Individualism-Collectivism
Individualism on the one side versus its opposite, collectivism, is the degree to which individuals are integrated into groups. On the individualist side we find societies in which the ties between individuals are loose: everyone is expected to look after her/himself and her/his immediate family. On the collectivist side, we find societies in which people from birth onwards are integrated into strong, cohesive in-groups, often extended families (with uncles, aunts and grandparents) which continue protecting them in exchange for unquestioning loyalty. The word collectivism in this sense has no political meaning: it refers to the group, not to the state. Again, the issue addressed by this dimension is an extremely fundamental one, regarding all societies in the world.

En route to the above direct quote, I went back to the following article and took some notes.

Hofstede, G. (1983). "National cultures in four dimensions: A research-based theory of cultural differences among nations." International Studies of Management & Organization: 46-74.



"Individualism (IDV) indicates the relative importance in the country of the job aspects personal time, freedom, and challenge and relative unimportance of training, of use of skills, of physical conditions, and of benefits.  It thus stresses goals in which the individual is an active agent versus those in which he or she is dependent on the organization (being trained, skills being used, working conditions, and benefits being provided).

... the individualism index indicates (non-) dependence on the organization." (p. 54)


"The fact that the Hermes data were measured twice, around 1968 and around 1972, allows some conclusions about world-wide shifts on the four dimensions during this period.  The dimension showing the largest universal shift is individualism .... On the dimension of individualism, there was some reduction in the distance between extreme countries, so that we can speak of a certain convergence over time." (P. 70)

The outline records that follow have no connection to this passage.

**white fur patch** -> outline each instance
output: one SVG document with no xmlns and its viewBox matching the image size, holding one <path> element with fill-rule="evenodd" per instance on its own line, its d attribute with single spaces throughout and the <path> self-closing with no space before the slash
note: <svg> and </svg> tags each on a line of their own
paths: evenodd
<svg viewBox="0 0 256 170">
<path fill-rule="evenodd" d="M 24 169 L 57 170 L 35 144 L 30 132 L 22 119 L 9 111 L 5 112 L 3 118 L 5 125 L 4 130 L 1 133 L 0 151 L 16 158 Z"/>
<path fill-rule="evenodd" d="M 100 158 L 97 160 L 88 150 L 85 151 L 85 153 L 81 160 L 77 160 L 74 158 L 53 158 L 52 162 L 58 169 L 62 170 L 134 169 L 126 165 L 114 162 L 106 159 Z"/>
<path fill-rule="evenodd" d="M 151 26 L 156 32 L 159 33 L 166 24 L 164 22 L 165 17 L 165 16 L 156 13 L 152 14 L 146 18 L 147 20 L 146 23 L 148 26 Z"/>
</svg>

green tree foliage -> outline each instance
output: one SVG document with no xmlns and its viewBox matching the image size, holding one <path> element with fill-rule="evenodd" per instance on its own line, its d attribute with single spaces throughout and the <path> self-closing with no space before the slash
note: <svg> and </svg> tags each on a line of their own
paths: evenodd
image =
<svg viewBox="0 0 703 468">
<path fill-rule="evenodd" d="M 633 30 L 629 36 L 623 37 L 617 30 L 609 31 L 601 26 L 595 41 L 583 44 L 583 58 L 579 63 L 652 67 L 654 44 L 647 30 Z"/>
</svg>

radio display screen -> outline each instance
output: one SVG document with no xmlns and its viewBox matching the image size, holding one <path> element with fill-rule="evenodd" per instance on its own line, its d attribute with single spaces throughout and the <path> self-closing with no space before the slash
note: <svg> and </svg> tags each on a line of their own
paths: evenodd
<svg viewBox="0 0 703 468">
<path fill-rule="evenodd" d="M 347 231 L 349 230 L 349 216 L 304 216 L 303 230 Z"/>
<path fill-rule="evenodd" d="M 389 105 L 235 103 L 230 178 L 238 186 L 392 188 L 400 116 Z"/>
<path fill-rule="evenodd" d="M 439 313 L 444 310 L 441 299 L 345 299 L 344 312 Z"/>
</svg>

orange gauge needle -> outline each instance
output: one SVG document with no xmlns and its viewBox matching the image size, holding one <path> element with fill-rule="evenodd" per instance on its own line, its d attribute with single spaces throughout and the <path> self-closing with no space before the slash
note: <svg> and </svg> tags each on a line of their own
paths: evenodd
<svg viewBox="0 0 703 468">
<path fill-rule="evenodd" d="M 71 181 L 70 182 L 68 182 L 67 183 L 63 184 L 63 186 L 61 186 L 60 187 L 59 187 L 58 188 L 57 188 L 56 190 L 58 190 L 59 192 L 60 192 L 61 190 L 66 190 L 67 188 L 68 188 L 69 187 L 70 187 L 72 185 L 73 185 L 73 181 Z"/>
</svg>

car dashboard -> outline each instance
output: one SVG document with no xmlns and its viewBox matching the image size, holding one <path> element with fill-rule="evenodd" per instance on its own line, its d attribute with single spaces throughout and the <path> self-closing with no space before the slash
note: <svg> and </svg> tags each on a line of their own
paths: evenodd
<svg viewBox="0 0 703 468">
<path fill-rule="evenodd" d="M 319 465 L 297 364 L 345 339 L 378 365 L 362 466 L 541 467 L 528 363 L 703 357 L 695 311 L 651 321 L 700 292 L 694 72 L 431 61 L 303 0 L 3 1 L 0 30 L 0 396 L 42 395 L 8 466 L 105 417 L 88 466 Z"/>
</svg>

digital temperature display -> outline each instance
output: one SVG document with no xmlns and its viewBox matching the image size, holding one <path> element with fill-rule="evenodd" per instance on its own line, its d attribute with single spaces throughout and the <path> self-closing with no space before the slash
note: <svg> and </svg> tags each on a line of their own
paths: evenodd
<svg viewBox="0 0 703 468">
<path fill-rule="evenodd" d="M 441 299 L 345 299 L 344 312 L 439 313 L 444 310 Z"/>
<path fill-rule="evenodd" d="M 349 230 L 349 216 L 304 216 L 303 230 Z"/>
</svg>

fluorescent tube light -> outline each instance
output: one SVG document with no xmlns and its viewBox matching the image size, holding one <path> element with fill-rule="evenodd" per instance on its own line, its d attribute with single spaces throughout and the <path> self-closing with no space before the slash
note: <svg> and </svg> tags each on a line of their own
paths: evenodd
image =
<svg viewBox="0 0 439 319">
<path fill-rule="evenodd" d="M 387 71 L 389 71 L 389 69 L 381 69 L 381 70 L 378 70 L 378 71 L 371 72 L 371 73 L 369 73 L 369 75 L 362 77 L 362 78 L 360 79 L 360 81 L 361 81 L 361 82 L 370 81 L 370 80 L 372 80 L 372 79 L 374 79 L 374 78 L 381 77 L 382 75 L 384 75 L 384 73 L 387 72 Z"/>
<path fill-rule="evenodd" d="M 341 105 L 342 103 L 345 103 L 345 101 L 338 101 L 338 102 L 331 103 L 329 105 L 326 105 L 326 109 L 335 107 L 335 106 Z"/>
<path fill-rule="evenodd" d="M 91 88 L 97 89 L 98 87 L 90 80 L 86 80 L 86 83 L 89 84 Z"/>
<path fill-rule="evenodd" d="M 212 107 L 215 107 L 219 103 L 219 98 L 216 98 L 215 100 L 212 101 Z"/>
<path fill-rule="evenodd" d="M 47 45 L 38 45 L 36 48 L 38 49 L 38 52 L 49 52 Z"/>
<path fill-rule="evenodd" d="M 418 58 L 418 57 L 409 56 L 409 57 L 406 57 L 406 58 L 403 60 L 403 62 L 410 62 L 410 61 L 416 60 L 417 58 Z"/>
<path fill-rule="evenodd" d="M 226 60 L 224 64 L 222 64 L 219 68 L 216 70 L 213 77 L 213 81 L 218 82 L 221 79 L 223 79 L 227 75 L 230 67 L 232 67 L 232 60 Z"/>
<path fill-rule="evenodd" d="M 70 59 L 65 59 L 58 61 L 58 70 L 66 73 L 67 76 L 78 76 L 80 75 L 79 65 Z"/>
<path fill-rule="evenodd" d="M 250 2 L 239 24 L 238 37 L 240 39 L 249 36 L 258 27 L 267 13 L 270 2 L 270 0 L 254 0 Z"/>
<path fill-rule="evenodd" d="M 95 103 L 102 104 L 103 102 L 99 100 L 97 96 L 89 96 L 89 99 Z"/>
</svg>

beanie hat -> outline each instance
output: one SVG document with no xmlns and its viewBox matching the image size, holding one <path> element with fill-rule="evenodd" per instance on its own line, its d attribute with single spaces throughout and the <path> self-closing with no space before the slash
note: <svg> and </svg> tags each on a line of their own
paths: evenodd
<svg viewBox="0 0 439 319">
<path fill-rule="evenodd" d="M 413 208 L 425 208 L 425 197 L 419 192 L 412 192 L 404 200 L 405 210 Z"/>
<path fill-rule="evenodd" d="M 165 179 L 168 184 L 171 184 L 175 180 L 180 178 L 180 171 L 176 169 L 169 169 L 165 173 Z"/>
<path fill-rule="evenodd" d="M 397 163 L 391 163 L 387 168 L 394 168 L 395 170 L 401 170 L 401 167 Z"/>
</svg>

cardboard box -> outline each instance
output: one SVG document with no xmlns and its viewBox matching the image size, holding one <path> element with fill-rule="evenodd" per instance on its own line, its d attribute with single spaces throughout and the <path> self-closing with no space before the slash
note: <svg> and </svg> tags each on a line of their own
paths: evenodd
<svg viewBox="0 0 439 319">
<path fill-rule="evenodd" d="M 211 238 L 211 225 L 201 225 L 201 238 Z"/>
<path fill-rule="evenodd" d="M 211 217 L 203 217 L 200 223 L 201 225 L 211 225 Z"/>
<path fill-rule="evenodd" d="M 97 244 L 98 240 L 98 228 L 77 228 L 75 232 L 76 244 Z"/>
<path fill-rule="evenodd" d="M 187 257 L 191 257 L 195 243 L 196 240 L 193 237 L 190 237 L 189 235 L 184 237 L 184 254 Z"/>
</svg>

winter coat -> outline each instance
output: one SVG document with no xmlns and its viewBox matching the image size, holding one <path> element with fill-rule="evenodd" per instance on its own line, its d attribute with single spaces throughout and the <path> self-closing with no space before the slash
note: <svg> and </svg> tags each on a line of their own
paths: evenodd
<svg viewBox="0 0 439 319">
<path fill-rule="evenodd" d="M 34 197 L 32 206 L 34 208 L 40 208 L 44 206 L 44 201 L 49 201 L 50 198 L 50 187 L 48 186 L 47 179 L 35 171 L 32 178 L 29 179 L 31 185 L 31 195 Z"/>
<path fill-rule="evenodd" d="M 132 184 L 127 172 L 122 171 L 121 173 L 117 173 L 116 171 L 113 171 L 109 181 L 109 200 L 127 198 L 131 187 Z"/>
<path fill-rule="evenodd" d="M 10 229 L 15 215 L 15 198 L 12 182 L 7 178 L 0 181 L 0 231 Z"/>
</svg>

"... in individualism, [the long-term trend is] very clearly [one] of decrease." (p. 71)

Sunday, March 16, 2014

Hofstede (2010) The GLOBE debate: Back to relevance

Hofstede, G. (2010). The GLOBE debate: Back to relevance. J Int Bus Stud, 41(8), 1339-1346.
http://www.palgrave-journals.com/jibs/journal/v41/n8/pdf/jibs201031a.pdf

Following is a direct quote from Hofstede's article:

"Whereas the two are of course not independent, they should not be equated; equating them is a “positivistic fallacy” (Levitin, 1973: 497) and in research leads to a confusion between reality and social desirability....

Avoiding the positivistic fallacy is especially important if we try to relate values to behavior. Responding to questionnaires or interviews is also a form of behavior, but ... we should distinguish "words" (questionnaires, interviews, meetings, speeches) from "deeds" (nonverbal behavior). Values should never be equated with deeds, for the simple reason that behavior depends both on the person and the situation. However, values as the desired are at least closer to deeds than values as the desirable. (Hofstede, 1980: 20)" (Hofstede, 2010: 1340-1341)

In Down with Meds and in the tactic section I spoke of the utilities of outsourcing medications.  Nowadays, since the content generation is done and I am so very busy taking care of excessive amount of mundane business (such as the consequences of breaking the new camera I brought to replace my grandpa Canon) in addition to pushing through this book, I simply up my dosage and outsource my psychosis to Seroquel, as long as the dosage doesn't result in the fish on the cutting board phenomena and interfere with my sleep.  What this establishes to me myself is my words do sync with my deeds here.